Penn State University Press, Libraries host author Bret Rothstein Aug. 11

July 27, 2021

UNIVERSITY PARK, Pa. — Penn State University Press and Penn State University Libraries are partnering for their second author series event of 2021. A special engagement event and discussion with Bret L. Rothstein, author of "The Shape of Difficulty: A Fan Letter to Unruly Objects," will be held at noon Eastern time Wednesday, Aug. 11, and moderated by Penn State University Press Executive Editor Eleanor H. Goodman. 

Guests are invited to register online for the Zoom webinar-style event. The discussion will be followed by a Q&A with the author and members of the Press. 

The book’s online description poses the question: “What is it about puzzles that drives us to figure them out?” From Rubik’s cubes to string disentanglements and other “unruly objects” of play, from the Renaissance to the present, that have been built to be misunderstood and grappled with, “Rothstein explores how mechanical problems delight and frustrate us, distracting our attention from recognizably ‘useful’ activities and directing it toward something that may be even more important.” 

Rothstein is the Ruth N. Halls Professor, Art History, at Indiana University, where his courses address the cultural work of images and objects. He has published extensively on early Netherlandish devotional culture, 16th-century humanist wit and the sociocultural ramifications of ludic objects. His research interests include the history and theories of play; visual jokes and games, especially in northern European art of the 15th to 17th centuries; and enigmatology.

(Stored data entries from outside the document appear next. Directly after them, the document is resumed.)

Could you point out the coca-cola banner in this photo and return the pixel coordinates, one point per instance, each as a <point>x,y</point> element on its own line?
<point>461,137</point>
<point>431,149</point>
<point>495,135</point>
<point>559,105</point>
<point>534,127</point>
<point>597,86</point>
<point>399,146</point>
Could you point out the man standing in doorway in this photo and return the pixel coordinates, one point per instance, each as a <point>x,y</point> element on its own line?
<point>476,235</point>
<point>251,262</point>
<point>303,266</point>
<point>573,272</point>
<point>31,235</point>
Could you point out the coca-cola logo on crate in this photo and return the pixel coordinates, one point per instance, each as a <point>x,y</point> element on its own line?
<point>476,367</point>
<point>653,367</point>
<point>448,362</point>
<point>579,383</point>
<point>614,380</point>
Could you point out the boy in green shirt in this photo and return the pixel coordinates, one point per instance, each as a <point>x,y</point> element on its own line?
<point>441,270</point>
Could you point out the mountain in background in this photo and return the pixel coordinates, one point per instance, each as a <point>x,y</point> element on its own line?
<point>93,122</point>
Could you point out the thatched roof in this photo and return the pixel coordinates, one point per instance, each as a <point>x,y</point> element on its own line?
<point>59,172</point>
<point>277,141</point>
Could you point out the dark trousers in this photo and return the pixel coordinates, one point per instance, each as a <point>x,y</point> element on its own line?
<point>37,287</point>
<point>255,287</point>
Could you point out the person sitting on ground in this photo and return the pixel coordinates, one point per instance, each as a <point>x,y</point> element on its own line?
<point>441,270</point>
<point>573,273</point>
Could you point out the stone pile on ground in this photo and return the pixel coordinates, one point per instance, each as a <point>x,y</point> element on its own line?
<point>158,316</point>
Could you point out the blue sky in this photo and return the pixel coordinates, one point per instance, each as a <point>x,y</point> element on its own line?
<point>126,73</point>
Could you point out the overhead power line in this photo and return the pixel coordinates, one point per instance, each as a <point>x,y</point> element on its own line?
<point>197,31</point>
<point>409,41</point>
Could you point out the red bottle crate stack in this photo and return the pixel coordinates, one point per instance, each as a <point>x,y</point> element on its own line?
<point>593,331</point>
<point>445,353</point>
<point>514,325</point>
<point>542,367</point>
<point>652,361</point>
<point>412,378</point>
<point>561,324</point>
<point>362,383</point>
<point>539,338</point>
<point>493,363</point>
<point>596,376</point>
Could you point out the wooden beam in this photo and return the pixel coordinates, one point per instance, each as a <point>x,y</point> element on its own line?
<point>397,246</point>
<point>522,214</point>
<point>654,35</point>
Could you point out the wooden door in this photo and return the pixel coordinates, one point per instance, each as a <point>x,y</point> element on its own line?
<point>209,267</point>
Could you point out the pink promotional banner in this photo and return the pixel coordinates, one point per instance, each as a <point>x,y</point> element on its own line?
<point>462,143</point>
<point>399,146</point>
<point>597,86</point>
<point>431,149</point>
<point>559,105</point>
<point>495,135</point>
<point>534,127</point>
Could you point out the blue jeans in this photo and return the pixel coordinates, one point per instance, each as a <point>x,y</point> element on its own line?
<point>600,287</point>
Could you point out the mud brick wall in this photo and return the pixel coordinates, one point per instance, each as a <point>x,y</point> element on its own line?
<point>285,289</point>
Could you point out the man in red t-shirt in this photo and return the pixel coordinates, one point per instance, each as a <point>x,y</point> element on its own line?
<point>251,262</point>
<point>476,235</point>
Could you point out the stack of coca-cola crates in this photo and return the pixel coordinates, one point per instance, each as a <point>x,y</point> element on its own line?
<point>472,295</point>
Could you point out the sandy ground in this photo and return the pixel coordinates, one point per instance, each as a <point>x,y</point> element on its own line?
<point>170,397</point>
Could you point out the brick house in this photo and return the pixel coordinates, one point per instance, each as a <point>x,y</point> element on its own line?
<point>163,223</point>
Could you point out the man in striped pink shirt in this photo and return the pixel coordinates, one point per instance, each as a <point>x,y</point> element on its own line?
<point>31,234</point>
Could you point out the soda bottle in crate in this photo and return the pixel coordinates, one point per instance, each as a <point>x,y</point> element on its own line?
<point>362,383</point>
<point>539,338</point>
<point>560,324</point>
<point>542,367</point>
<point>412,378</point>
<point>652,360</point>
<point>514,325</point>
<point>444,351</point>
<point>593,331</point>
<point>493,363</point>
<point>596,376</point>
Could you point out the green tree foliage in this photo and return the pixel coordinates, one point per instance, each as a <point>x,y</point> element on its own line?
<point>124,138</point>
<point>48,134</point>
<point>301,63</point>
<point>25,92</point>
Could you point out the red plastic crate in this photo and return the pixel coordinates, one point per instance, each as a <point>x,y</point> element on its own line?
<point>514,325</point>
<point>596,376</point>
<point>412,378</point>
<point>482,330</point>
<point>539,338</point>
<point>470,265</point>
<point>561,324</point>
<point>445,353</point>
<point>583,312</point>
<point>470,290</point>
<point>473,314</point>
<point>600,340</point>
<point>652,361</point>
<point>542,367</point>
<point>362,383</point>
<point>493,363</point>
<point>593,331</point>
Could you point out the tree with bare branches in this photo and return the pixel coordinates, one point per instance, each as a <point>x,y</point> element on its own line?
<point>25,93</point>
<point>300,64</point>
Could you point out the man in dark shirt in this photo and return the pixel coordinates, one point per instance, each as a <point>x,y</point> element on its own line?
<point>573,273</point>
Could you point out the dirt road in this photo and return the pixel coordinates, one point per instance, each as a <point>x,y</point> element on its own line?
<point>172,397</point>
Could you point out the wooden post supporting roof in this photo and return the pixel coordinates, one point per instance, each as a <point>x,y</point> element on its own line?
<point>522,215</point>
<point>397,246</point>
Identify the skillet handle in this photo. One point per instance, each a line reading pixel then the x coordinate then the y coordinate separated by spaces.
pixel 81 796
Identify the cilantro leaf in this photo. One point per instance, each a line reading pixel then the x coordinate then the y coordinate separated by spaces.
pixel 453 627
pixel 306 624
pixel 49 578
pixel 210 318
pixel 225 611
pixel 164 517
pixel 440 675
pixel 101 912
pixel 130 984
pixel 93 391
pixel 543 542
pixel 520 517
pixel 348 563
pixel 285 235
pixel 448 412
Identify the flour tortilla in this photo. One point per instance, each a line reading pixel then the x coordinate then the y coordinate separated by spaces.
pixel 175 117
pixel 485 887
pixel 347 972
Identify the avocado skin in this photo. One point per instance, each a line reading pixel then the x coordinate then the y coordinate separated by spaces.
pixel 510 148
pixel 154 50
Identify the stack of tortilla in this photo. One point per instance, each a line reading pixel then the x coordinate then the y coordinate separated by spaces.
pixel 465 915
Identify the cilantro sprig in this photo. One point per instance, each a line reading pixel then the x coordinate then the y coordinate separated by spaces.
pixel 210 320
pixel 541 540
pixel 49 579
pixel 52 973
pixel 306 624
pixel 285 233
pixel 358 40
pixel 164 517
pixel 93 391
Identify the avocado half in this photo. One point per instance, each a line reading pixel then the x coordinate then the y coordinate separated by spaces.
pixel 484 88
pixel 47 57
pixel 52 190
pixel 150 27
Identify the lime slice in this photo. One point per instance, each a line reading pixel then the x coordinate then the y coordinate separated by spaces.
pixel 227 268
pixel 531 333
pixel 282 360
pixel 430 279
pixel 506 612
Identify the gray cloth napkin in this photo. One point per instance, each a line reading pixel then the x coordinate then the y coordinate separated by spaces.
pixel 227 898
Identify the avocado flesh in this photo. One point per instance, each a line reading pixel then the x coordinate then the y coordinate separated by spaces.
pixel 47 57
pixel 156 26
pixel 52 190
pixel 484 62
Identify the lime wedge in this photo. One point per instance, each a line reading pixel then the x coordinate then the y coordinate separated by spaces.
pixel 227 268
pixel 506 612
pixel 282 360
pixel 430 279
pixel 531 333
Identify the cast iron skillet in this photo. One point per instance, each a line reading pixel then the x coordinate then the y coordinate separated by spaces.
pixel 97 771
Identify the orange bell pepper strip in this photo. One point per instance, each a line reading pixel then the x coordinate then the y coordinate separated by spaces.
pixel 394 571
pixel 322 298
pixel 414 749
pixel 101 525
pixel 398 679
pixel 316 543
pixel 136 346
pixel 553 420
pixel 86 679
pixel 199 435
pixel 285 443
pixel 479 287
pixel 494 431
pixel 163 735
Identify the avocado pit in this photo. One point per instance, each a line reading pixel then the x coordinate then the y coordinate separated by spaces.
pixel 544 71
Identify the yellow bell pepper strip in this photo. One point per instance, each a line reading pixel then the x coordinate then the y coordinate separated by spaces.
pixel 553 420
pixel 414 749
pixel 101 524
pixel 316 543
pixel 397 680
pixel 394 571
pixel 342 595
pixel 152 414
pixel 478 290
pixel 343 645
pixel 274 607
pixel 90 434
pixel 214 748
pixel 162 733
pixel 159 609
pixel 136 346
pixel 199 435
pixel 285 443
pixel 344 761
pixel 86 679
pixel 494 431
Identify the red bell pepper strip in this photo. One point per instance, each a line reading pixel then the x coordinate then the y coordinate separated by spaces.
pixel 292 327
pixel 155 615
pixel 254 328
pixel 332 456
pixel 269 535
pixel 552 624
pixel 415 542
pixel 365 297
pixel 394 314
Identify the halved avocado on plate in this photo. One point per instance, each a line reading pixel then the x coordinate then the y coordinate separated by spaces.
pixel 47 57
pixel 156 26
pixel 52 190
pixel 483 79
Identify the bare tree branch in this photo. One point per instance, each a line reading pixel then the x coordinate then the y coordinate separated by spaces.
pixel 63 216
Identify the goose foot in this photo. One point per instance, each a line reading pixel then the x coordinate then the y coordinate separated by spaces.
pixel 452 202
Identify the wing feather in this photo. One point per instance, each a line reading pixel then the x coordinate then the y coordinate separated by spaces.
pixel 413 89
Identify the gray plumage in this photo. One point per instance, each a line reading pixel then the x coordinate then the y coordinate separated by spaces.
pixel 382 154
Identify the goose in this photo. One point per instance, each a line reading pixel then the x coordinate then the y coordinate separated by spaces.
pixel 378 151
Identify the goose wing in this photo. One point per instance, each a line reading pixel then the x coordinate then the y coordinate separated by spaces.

Registrants may read the book in advance, but it is not required to enjoy and engage in the conversation. Rothstein’s book is available from Penn State University Press in a hardcover edition with a discount of 30% if using the code NR21 in an online order.

The Press and Libraries’ first event this year, held online on April 14, featured Judith Giesberg, author and editor of “Emilie Davis’s Civil War: The Diaries of a Free Black Woman in Philadelphia, 1863-1865,” and moderated by Kathryn Yahner, Penn State University Press editor.